For the past month, streamers have been debating the merits of the so-called "hot tub meta," referring to the trend of streaming in swimming suits from hot tubs and kiddie pools. I say, let these women live.
This is not the first time the way women dress on Twitch has made people angry. Before the "hot tub meta," there were so-called "boob streamers," who some people thought wore low cut shirts in order to attract viewers. This made some streamers very mad. Twitch has tried to change its community guidelines regarding both attire and content of streams, but that hasn't stopped people from complaining about women in particular using their looks to boost their views. Nor has it stopped women from speaking out on how these community guidelines can punish women who are streaming while attractive, and deputize a gang of trolls to enforce the community guidelines by harassing people they deem to be in violation of them.
Twitch's policy now explicitly allows swimwear when it's in the appropriate context (like the beach or the pool), so the "hot tub meta" should be allowed, but it's still upsetting some people who want to defend Twitch as a platform that is somehow more purely about video games.
The hot tub meta itself is simple—and a lot easier to identify than a "boob streamer," which could encompass anyone who has breasts and decides to stream. A hot tub streamer is immediately obvious: they are wearing a swimsuit, and sitting in a hot tub or inflatable pool. Most of these streamers stream in the "Just Chatting" category, where people go to just vibe with their audiences and not play video games.
At time of writing, I saw three streamers using the hot tub meta in that category. Amouranth, who previously talked about being harassed and derided as a "Twitch thot," was playing chess in a hot tub. She had twice the number of viewers than the person she was playing against, Alexandra Botez, a dedicated chess streamer. That might make it seem like Amouranth's hot tub is blowing the competition out of the water, but at 1.2 million followers compared to Botez's 311,000 she has a bigger built-in fanbase to pull viewers from. Taking a look at the Just Chatting category as a whole, Hasan Piker also has over 25,000 viewers compared to Amouranth's 10,000, and he's not sitting in a bathtub or wearing a bikini.
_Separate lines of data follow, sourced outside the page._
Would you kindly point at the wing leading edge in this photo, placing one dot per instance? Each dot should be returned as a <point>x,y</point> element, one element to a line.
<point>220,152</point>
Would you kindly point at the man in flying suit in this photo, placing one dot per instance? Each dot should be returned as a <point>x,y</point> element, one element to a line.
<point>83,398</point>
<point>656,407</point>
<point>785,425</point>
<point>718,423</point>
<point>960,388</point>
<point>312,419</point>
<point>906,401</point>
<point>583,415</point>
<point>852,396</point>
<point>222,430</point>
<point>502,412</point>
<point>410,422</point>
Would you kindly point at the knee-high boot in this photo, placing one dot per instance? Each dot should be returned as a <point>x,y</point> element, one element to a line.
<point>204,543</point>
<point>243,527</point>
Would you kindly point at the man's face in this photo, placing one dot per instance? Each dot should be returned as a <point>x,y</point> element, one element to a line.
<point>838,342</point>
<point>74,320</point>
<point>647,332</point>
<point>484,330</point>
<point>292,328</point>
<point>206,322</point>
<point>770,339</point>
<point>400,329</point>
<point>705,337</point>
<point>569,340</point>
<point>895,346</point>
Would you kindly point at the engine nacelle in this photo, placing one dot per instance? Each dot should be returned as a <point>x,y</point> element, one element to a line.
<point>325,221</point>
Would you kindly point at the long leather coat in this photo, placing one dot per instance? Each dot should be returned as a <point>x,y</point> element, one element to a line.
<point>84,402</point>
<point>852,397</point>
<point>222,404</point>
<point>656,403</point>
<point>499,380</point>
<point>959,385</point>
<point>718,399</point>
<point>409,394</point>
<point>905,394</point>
This conflicts with the idea that's been perpetuated over the past month that streaming from a hot tub is some kind of unbeatable strategy to get views. Just like "boob streamers" before them, the hot tub meta has become a kind of boogeyman. The underlying logic there is that because people like to watch pretty ladies, the women who stream from hot tubs are taking views away from other streamers.
It is true that people like to watch pretty ladies, but let's not act like that's an unqualified positive for women as a whole. Women on Twitch also deal with a huge amount of sexual harassment from their viewers, regardless of whether or not they're streaming from hot tub. On a practical level, I can't think of anything less pleasant than spending all day in a lukewarm inflatable bathtub in my bedroom. But women who don't wear swimsuits or low necklines have also been harassed on Twitch. Maybe it isn't the attire that's the problem, but the audience.
Luckily, there is an amazingly simple solution for the haters: You literally never have to watch a hot tub streamer if you don't want to. The meta is popular, but hasn't disrupted the platform in the way that some people think that it has. Even on a Monday afternoon, Grand Theft Auto V is by far the most popular category on Twitch with over 900,000 viewers, with Just Chatting a distant second at 500,000. Women streaming from hot tubs aren't bewitching viewers away from watching someone play a video game. If you don't like it, you can simply stop watching.